In fact, it becomes more and more apparent as “Night Finds You” went on that Ray Velcoro exists as commentary on this noir type that Nic Pizzolatto loves to write. As Velcoro rides around with Ani Bezzerides (henceforth known as the Beezer, or Beezy), he starts spouting these Rust Cohle-isms. It feels like an attempt to rekindle the oil and water chemistry between Cohle and Marty Hart in the first season of True Detective.

But really, True Detective was just frontin’. You think you know what’s going on? Did you think that Beezer and Velcro and Tim Riggins will grow to grudgingly respect one another and combine their mighty noir forces to take down this mystery killer? Or maybe Ray would get a chance to redeem himself for all the shitty things he’s done since he was a fresh-faced sheriff? Noooooope, because Ray Velcoro is DEAD. This isn’t an ambiguous Jon Snow situation with mystical forces and shit. Ray Velociraptoro took two shotgun blasts from Crow-faced Killa. There’s no coming back from that.

Thusly, Colin Farrell goes the way of Sean Bean in Game of Thrones and Drew Barrymore in Scream (h/t to Eyeball for that one). I really did think he was going the distance, between the importance placed on his backstory. His history with mobster turned businessman turned mobster Frank Semyon made it seem like he would be a key cog as the show moved further and further into seedy SoCal. You got me good, True Detective.

The second episode is a more effective pilot than the backstory heavy first. Am I sold on the second season yet? I’m getting there. It takes big cojones for a show to be willing to pull the trigger on a major player like Colin Farrell. Like the new intro sequence, though, it’s not totally clicking yet.
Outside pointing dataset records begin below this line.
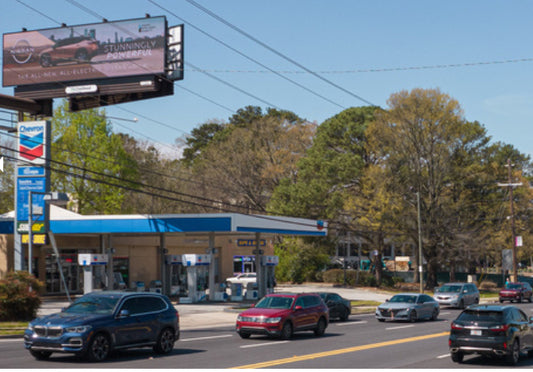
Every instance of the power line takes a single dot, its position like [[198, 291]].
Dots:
[[245, 56], [242, 32]]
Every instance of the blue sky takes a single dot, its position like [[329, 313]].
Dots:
[[478, 52]]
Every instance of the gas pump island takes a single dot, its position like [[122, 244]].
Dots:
[[187, 276]]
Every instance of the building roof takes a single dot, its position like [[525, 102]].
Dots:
[[63, 221]]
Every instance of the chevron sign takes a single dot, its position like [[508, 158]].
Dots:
[[32, 141]]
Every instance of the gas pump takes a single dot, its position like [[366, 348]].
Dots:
[[188, 276], [93, 268], [176, 275], [270, 263]]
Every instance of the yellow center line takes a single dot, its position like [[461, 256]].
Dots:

Vince Vaughn needs more time to slime. McAdams needs a little material that hasn’t been boiled thrice over. There is a guy wearing a crow’s head who is melting eyeballs and blasting people into oblivion with a shotgun. That’s something I can get behind.

 

Blah Blah Blah

  • This piece on Birth.Movies.Death. also helped sway me to the current iteration of True Detective, more specifically helping me realize just how intentional the over-the-top testosterone really is. Brass knuckles!
  • Nearly on the list of major actor cast in a project just to be killed off was Michael Keaton, who was originally supposed to play Jack in the pilot (and only the pilot) for Lost.
  • Those sure are some daddy issues for Semyon. I kept thinking of Tyrion’s beetle smashing cousin on Game of Thrones.
  • Yes, Beezy is totally well-adjusted. Just fine. ***Ani sticks a knife into a bottle of rubbing alcohol and shotguns it***
  • Paul’s life is terrible. I got a little Darmody vibe (from Boardwalk Empire) from his mom and her constant prodding to stay the night. Ewwwwwwwww.
  • UPDATE 2:15pm Oh man, I forgot to mention Velcoro’s e-cigarette rant. “It felt like I was sucking on a robot dick.” Damn Ray, I’ll miss your wisdom about robo-penises and violent familial beheading rape.